Tuesday, August 11, 2009

Into the Wild

I will attempt to, in addition to entries chronicling weekly life in Ambridge, post one theologically-oriented post per week. The following is adapted from the final paper I wrote for the "Discerning a Call to Ministry" class I took this summer.

"The crime you see now its hard to even take its measure. It’s not that I’m afraid of it. I always knew you had to be willing to die even to do this job. But I don’t want to put my chips forward and go out and meet something I don’t understand. A man would have to put his soul at hazard. He’d have to say, 'OK, I’ll be part of this world.'"
~from No Country for Old Men, as adapted for the screen by Ethan and Joel Coen

"Do not remember the former things, or consider the things of old. I am about to do a new thing; now it springs forth, do you not perceive it? I will make a way in the wilderness and rivers in the desert."
~Isaiah 43:18, 19

I have suffered little in my life, yet still I identify with the nomads of ancient Israel. Easy platitudes cannot sustain the life of faith; those wanderers learned as much standing between an obtuse and untamable deity and the hard reality of a desolate wilderness. Only one maxim counted: “Hear O Israel, Yahweh our God, Yahweh is one. You shall love Yahweh your God with all your heart.”1 In the hardscrabble wastelands of Sinai and Arabia they had but loving trust in Yahweh as their currency of survival:

"Inexplicably, this God speaks his powerful word directly into a situation of barrenness.That is the ground of the good news… The speech of God presumes nothing from the one addressed but carries in itself all that is necessary to begin a new people in history. The power of this summoning word is without analogy. It is a word about the future spoken to this family without any hope of a future. The juxtaposition of the barrenness of Israel and the speech of God is definitional for Israel. “Barrenness” marks the deep futility of Israel. “Speech of God” asserts the freedom and power of God to work his will among the hopeless."2

This discontinuity between earth and heaven underlines the irreducible, undeniable glory of the creator god who has called us out; by corollary, trust in him is the only option.

Abraham’s example is paradigmatic for my understanding of God’s individual calling. The creator god came to the man and commanded him to leave home for an undisclosed land. He obeys. The rest of his story plays out not based on his great courage, faithfulness or morality, but rather on the basis of God’s faithfulness to the promises and covenant he makes with Abraham. The man places his wife in sexual jeopardy almost immediately after responding to God’s command. Then he is blessed by a mysterious priest; he attempts to fulfill God’s promise for a son by his own means rather than God’s; he barters with God for the fate of a wicked city; he obediently attempts to sacrifice the son provided by God. Abraham’s story is not a clear-cut narrative of virtuous God-following, but a the story of a weak-kneed wanderer encountering the leadership of a god who inspires fear and obedience rather than ritual homage. As Paul would later understand it, Abraham lived “not by works but by his call.”3

My life has been marked both by several times when I sensed or heard God’s call and myriad seasons where I failed his standards or wandered confusedly through various schools, jobs and Christian communities. I might well say that the “barrenness of Mike” and the “speech of God” are definitional for me. I very well know that no direction I take of my own volition, no task I take of my own choosing bears fruit that lasts. The one thing I most desire, and most fear, to do; the one thing I would never embrace without God actively calling me and prodding to do so, is that which I now undertake. It was John Wesley or someone equally reputable that once said, “No one who can imagine themselves satisfied doing anything else should go into the ministry.” Alternatively, to paraphrase St. Augustine, my heart will never be at home until I find my work in him.

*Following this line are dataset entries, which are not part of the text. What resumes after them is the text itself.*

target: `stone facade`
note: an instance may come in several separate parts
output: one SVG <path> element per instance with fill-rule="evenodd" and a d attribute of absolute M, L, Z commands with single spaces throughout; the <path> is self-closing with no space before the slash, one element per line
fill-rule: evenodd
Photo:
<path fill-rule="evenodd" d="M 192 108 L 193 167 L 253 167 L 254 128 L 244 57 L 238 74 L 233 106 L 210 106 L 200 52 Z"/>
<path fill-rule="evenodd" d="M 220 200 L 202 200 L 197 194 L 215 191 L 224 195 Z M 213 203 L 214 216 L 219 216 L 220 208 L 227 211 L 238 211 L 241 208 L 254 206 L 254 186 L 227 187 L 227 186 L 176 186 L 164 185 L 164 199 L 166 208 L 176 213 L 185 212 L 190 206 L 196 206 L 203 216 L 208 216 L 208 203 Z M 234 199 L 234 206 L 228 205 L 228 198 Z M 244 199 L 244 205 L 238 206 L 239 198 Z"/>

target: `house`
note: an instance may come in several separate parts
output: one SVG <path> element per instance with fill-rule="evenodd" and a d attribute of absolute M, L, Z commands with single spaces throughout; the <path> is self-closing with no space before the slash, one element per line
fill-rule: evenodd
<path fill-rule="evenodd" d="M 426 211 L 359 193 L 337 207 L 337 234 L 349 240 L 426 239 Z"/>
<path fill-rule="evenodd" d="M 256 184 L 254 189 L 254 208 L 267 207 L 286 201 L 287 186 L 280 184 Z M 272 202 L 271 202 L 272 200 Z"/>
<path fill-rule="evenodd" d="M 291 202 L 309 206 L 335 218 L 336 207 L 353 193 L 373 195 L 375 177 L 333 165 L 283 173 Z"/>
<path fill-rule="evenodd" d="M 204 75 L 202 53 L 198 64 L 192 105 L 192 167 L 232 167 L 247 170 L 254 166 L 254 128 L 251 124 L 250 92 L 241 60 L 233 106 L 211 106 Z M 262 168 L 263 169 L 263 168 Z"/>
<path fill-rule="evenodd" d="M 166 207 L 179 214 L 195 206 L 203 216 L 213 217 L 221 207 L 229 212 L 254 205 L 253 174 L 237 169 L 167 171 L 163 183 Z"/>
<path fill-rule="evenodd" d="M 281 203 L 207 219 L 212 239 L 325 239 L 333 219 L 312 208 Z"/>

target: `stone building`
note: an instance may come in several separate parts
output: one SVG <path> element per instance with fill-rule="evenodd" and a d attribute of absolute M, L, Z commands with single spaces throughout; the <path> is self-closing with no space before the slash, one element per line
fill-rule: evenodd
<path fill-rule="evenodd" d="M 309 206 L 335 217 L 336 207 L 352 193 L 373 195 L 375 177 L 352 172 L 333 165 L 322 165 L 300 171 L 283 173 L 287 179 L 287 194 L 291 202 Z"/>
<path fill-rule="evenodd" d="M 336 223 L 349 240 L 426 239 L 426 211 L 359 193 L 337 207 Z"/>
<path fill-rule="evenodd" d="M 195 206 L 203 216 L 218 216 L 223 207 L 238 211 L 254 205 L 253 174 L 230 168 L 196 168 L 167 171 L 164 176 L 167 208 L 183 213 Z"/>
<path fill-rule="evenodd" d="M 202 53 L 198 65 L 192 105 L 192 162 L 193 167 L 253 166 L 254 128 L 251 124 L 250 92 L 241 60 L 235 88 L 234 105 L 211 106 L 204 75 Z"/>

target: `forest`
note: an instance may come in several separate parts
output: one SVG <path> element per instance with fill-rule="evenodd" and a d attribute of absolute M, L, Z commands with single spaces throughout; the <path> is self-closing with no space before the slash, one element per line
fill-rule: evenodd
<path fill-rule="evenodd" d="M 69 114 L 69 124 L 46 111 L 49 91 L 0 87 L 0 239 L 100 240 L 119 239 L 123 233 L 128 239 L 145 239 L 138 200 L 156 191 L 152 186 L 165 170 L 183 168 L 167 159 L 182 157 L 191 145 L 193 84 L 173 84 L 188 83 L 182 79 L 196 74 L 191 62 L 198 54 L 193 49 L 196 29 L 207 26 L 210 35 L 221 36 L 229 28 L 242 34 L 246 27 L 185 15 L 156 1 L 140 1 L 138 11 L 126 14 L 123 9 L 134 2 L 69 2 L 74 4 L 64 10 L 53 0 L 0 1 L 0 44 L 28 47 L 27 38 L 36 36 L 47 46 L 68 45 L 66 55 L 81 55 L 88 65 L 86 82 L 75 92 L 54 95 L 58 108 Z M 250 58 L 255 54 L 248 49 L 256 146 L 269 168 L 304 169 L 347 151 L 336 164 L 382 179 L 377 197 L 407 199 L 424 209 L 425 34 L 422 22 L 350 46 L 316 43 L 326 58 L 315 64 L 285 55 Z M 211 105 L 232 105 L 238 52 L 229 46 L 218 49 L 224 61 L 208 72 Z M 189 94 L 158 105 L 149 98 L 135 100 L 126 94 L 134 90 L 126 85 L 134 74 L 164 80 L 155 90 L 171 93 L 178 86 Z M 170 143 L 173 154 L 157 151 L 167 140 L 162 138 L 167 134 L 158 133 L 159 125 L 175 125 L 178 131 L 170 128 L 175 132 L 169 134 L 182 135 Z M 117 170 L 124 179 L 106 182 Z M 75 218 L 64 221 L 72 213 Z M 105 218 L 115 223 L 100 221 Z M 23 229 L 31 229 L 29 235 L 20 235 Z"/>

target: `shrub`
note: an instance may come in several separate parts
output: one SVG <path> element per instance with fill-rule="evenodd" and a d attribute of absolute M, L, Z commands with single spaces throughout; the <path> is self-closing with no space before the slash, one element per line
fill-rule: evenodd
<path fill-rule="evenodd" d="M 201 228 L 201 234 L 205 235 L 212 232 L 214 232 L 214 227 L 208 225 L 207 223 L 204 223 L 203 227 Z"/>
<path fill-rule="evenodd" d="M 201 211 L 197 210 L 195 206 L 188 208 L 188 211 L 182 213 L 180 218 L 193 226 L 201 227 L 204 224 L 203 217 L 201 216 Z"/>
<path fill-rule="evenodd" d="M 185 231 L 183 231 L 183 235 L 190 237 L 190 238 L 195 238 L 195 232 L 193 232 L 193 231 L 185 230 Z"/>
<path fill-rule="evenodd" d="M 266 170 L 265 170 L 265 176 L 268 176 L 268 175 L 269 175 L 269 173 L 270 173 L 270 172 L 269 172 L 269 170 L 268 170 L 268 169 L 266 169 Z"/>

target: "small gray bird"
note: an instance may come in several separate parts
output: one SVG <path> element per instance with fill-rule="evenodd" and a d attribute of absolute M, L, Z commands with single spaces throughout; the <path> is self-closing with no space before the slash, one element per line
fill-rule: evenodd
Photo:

As tame as Ambridge, Pennsylvania may be vis-à-vis the wildernesses Israel tread, leaving for Trinity constitutes the first time I have “put my chips forward.” Though far from the riskiest step ever ventured, it feels to be the least secure thing I have ever done. The first time I have asked God what to do, heard a call to follow him coupled with real risk, and obeyed. I’ve reached a place where I can’t do anything else. Either I dream of a life more than the sum of its parts, or I settle for survival in the wilderness of this world. The good news is that by the resurrection of Jesus of Nazareth, the dream is more real than the wilderness. One is not “awake” by resigning themselves to the zero-sum games of economics and Darwinian ecology, but rather “asleep” to the waking reality of the god whose word sustains the fabric of existence. One maxim counts: “Hear… love.” Awake to him, I can with fear and trembling say, “OK, I’ll be part of this world.”

1 Deuteronomy 8:4, 5
2 Walter Brueggeman, Genesis (Atlanta, GA: John Knox Press, 1982), 117. Emphases original to the text.